Real estate sales are often represented by the median value. The reasons for this are varied, but center around the fact that a few sales at extremely high levels (like that $2 million house on the top of the hill) can easily skew the average of a dataset towards those properties, even though most homes in the area are selling at lower prices.

For example, in Temecula, CA where most homes sell at modest levels (by California standards) but some homes sell for significantly more, the average sale price in 2008 was about $435,000. The median price, on the other hand, was around $359,000. That’s is a difference of over 20%.

Contrast that with areas where home prices are more homogenous, like Daly City, CA, where the average and median values are more closely in line. In 2008, the average sale price for Daly City was around $562,000 while the median was about $558,000 – a much smaller spread (<1%).

So which is better? Average or median? As can be seen from the examples above, neither.

Both display different aspects of the same set of data points. In Temecula, where median and average wildly diverge, using the average skews the data towards a much higher level. An individual from out of state looking to buy there might incorrectly assume they couldn’t afford to do so. On the other hand, solely looking at the median leaves out the fact that there are million dollar plus estates in Temecula available to buyers looking for that sort of thing.

When the National Association of Realtors releases their monthly sales statistics — which is the real estate pricing data carried by most major news outlets — they present sales price data as both median and average values. These values are used to track sales prices over time to identify trends in sales activity nationwide and regionally. While both median and average values are freely available to anyone with internet access, the median values are often the ones quoted in the popular press.

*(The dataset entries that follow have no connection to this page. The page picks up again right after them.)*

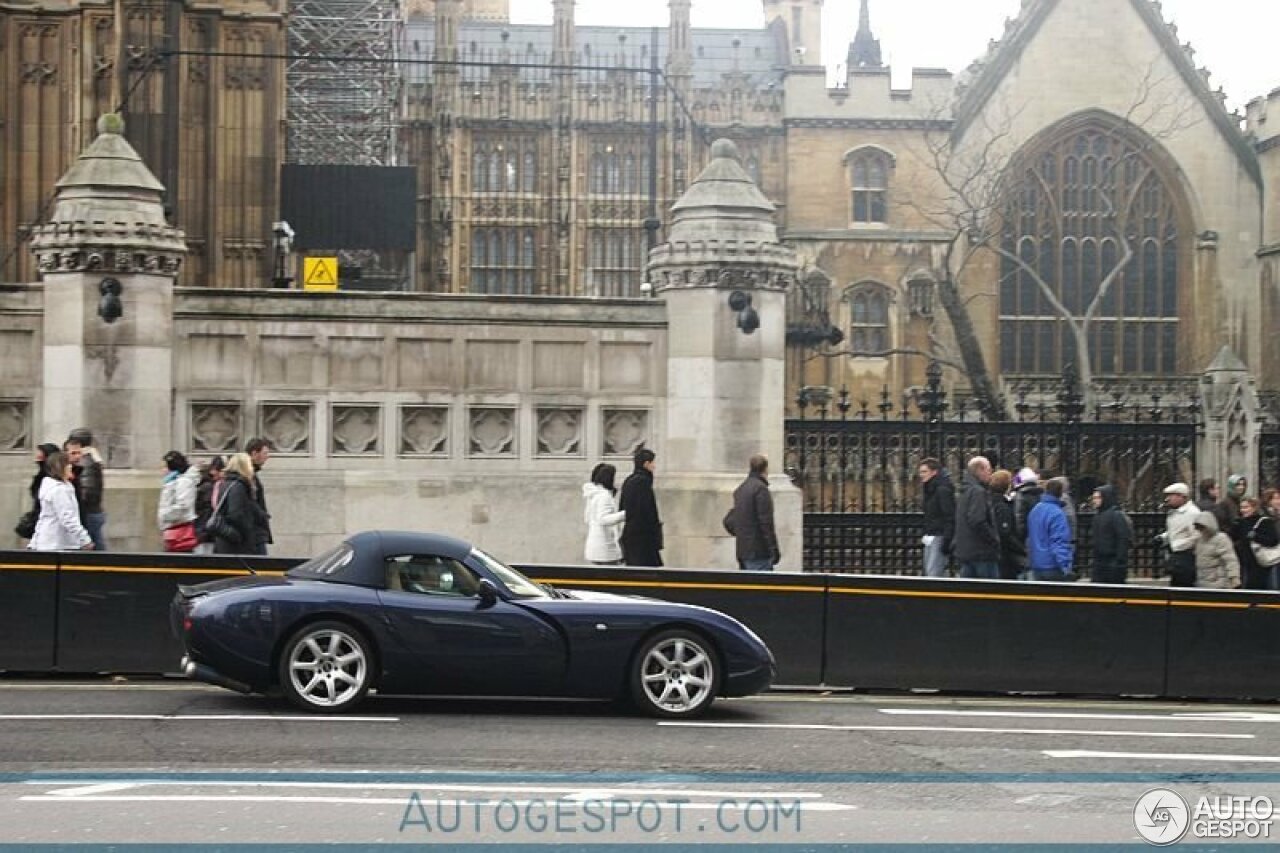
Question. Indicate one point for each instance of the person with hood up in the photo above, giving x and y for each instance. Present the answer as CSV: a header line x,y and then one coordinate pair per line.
x,y
641,534
1048,537
1216,564
602,516
27,523
1027,493
1112,537
938,505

By focusing exclusively on median values, however, one can miss interesting trends.

For example, on a nationwide level and in three of the four regions identified, median and average home sale prices have been tracking at around the same relative spread since 2005. In the West region, however, the median sales price has been falling faster than the average price.

This widening variance helps tell the story of what’s been happening in Western real estate markets in the past few years. In most markets, high-priced homes have retained their value better than homes that are closer to, or below the median. Since so many lower end homes are being sold, many after foreclosure, the sheer volume of these transactions is dragging down the median figures. The average, on the other hand, is propped up by the few expensive homes still being sold.

This analysis then begs the question, why does the trend only exist in the West? As other regions decline, can we expect the same pattern to play out? Why are higher priced homes holding up better? If expensive homes begin to lose their value, what would that do to the median and average sales prices? What does the data look like on a city or zip code level?

It’s easy to see that just by comparing the median and average sales price trends, much insight — or at the very least another list of questions — can be gained.

I could go on all day about the wealth of information that such a seemingly simple statistic as the average can provide those with the patience and curiosity to “drill down” past the headlines. But my point is simply this: Pay attention! Don’t let the evening news or your favorite web news source gloss over the statistics to prove whatever skewed point they want to make that day. Spend the time to think critically about the information or you run the risk being fleeced regularly for the rest of your life.

At the very least, pay close attention to the source of any information you are receiving, particularly when that information comes in the form of a statistic. If you are being presented with a descriptive statistic like an average or a median, notice which one you are being given and pause for a second to think about why they used one and not the other.

Furthermore, if you notice that a single set of data is being described interchangeably by median and average, this should throw up a huge red flag as to the reliability of the information and its source.